The most basic approach to causal inference measures the response of a system or population to different exposures, or treatments, and compares one or more summaries of the responses. Thinking formally about causal inference requires that we consider what the potential outcomes would have been under a set of alternative exposures. Though it is only possible in practice to observe a single outcome for each unit, the principles of good experimental design, including random treatment assignment, allow a valid comparison of average responses to each exposure because effects from extraneous factors are minimized. In observational settings, where exposures or treatments arise "naturally", i.e., without experimental manipulation, a common strategy for estimating causal effects is to find units that are similar based upon a set of covariates, but receiving different exposures, and then compare their outcomes. This strategy is challenging if there are many covariates. Balancing scores, a low-dimensional summary of the relevant covariate space, can facilitate causal inference for observational data in settings with many covariates. Propensity scores which measure the probability of receiving a particular exposure or treatment are one example of a balancing score. To estimate treatment effects, balancing scores are used to to group individuals from different exposure groups to compare their response levels, or functions of balancing scores are used to re-weight the sample. This thesis explores novel methods for obtaining covariate balance in observational studies through the use of balancing scores and weighting methodology.

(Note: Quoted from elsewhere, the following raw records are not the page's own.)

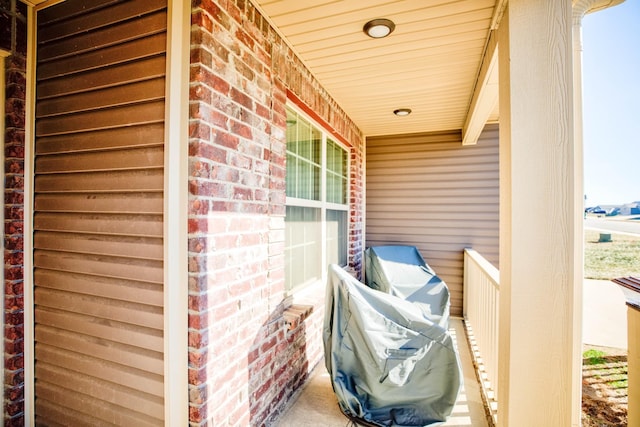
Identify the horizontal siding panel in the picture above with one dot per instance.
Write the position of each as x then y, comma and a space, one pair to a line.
100, 412
119, 54
102, 77
99, 213
116, 160
129, 30
101, 119
148, 134
121, 289
141, 203
134, 357
103, 390
119, 332
112, 267
100, 369
130, 247
54, 26
431, 192
101, 308
116, 225
144, 91
129, 181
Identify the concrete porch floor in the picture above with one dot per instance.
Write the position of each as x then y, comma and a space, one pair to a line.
317, 405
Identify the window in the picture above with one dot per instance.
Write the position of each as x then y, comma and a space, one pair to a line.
317, 210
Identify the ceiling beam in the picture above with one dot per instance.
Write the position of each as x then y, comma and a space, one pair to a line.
485, 94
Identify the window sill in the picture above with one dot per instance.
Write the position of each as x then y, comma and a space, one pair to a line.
295, 314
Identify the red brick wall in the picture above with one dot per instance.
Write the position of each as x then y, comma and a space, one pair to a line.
14, 137
245, 364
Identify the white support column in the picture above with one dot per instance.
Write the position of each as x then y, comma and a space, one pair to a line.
539, 283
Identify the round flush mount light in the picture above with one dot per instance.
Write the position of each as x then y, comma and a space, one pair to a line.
378, 28
401, 112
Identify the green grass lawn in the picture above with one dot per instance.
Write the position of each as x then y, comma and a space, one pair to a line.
608, 260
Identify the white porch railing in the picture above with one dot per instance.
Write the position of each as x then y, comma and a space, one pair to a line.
481, 308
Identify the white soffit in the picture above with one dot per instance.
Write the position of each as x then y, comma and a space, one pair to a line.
430, 63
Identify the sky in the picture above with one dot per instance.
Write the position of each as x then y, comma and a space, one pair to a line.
611, 97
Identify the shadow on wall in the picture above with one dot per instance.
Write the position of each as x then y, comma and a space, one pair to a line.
278, 363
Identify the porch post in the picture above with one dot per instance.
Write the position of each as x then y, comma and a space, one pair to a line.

The dissertation begins by providing an overview of the potential outcome framework for causal inference in observational studies and required background knowledge for the methods developed. The first methodological contribution is the optimally balanced Gaussian process propensity score approach that applies a binary regression framework using Gaussian processes for estimating the propensity score. The hyperparameters of the process are selected to minimize a metric of covariate imbalance. The next methodological contribution is the development of targeted balancing weights for both binary and multi-treatment settings, where a covariate imbalance metric is created with respect to a covariate density of interest (this could be the distribution within the full population under study or within a specific subpopulation of interest) and unit weights are selected that minimize this metric, without an explicit assumption on the functional form of the weights. Each method is evaluated against competing methods from the causal inference literature through series of simulations and against a benchmark causal inference data set. The dissertation concludes with suggestions for future work. A contribution to measurement in observational studies is included as an appendix.